Il libro mi è piaciuto per diversi motivi. Intanto perché si fa leggere. Il linguaggio è ben dosato tra descrizione e narrazione e soprattutto dialoghi, che rendono scorrevole la lettura, nonostante l’introspezione continua dei personaggi. La loro caratterizzazione si accumula nel tempo attraverso il loro agire, il loro esprimersi e non è imposta dall’autore. Io l’ho letto tutto d’un fiato e ho goduto della storia narrata, seppure a volte inverosimile per come si spostano nello spazio e nel tempo i protagonisti, convinto che il mondo reale ci possa sorprendere allo stesso modo.
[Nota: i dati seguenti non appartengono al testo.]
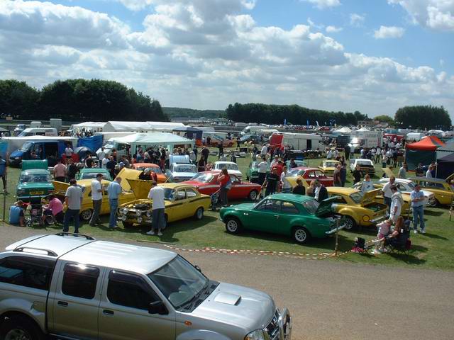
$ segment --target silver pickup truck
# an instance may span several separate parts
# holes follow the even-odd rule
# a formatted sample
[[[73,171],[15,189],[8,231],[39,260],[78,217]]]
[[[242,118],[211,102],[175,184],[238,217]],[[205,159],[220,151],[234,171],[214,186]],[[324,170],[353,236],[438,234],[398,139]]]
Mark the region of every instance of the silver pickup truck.
[[[165,250],[59,233],[0,253],[0,340],[287,340],[262,292],[206,278]]]

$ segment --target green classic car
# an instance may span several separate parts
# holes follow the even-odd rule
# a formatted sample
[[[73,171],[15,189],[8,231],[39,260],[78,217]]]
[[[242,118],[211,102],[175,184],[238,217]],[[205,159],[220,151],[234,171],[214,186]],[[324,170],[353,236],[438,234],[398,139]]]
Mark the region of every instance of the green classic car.
[[[77,175],[77,181],[79,179],[94,179],[98,174],[102,174],[103,178],[106,181],[112,181],[110,173],[105,169],[84,168]]]
[[[22,172],[16,187],[18,200],[39,203],[54,192],[48,161],[22,161]]]
[[[331,207],[336,199],[319,203],[309,196],[276,193],[258,203],[223,208],[220,217],[231,234],[247,229],[289,236],[297,243],[304,244],[311,237],[321,238],[336,232],[338,217]]]

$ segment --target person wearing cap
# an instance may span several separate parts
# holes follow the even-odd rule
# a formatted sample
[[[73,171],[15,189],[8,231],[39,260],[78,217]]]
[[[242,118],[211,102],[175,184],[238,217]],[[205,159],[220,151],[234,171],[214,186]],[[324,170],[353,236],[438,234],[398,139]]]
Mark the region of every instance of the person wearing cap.
[[[424,193],[421,191],[419,184],[414,186],[414,189],[410,193],[411,209],[413,210],[413,229],[415,234],[418,233],[418,224],[421,234],[426,234],[424,224]]]
[[[9,224],[25,227],[23,220],[23,202],[19,200],[9,208]]]
[[[100,225],[99,213],[101,212],[101,205],[102,203],[102,174],[97,174],[96,178],[92,181],[92,202],[93,203],[93,215],[90,219],[89,225],[94,227],[95,225]]]
[[[162,236],[161,230],[165,228],[165,202],[164,201],[164,188],[158,186],[155,181],[151,182],[151,189],[148,193],[148,199],[151,200],[151,229],[147,235],[154,235],[155,230],[157,236]]]
[[[79,233],[79,213],[80,212],[80,206],[82,203],[82,189],[77,186],[77,181],[72,178],[70,181],[70,187],[66,190],[65,194],[65,203],[68,208],[65,213],[63,220],[63,232],[68,232],[70,231],[70,222],[74,218],[74,234]]]

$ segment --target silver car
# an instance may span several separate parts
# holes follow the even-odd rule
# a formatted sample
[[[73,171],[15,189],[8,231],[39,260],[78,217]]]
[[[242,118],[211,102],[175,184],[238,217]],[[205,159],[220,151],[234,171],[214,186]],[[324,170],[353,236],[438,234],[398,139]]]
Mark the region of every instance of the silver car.
[[[210,280],[176,253],[82,235],[0,253],[0,339],[287,340],[267,294]]]

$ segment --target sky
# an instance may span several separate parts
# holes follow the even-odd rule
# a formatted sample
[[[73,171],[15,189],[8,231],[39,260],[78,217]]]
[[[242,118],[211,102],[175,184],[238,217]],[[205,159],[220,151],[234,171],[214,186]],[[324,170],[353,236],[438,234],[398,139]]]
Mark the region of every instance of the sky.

Tuttavia la cosa che mi ha colpito di più è l’affinità tra il mio romanzo e questo di Brusa nel trattare l’amicizia tra due persone che parte dalla prima gioventù sino alla mezza età. Ric e Luca sono entrambi eterosessuali come Manu e Jacopo sono omosessuali. Quanto c’entri la sessualità nella loro amicizia è tutta una scommessa. L’amicizia, quella vera, dovrebbe travalicare il sesso, ma implica inevitabilmente un’attrazione verso l’amico, che sia di natura psichica o “a pelle”.  Il sentimento dell’amore nell’amicizia, secondo me, ha una complessità tale che nulla ha da invidiare al sentimento dell’amore nel senso più comune e, a volte, i confini sono piuttosto sfumati. I mie protagonisti si amano, come amici, come fratelli. Hanno bisogno della fisicità, di un contatto e della presenza dell’altro. Di sicuro Ric lo richiede per la sua maggiore fragilità rispetto a Manu. Ric poi rispetto a Luca ha una sessualità più “aperta”, come a dire che la loro somiglianza finisce nel momento in cui comincia la loro individuale personalità, quella che ci rende tutti unici, diversi gli uni dagli altri.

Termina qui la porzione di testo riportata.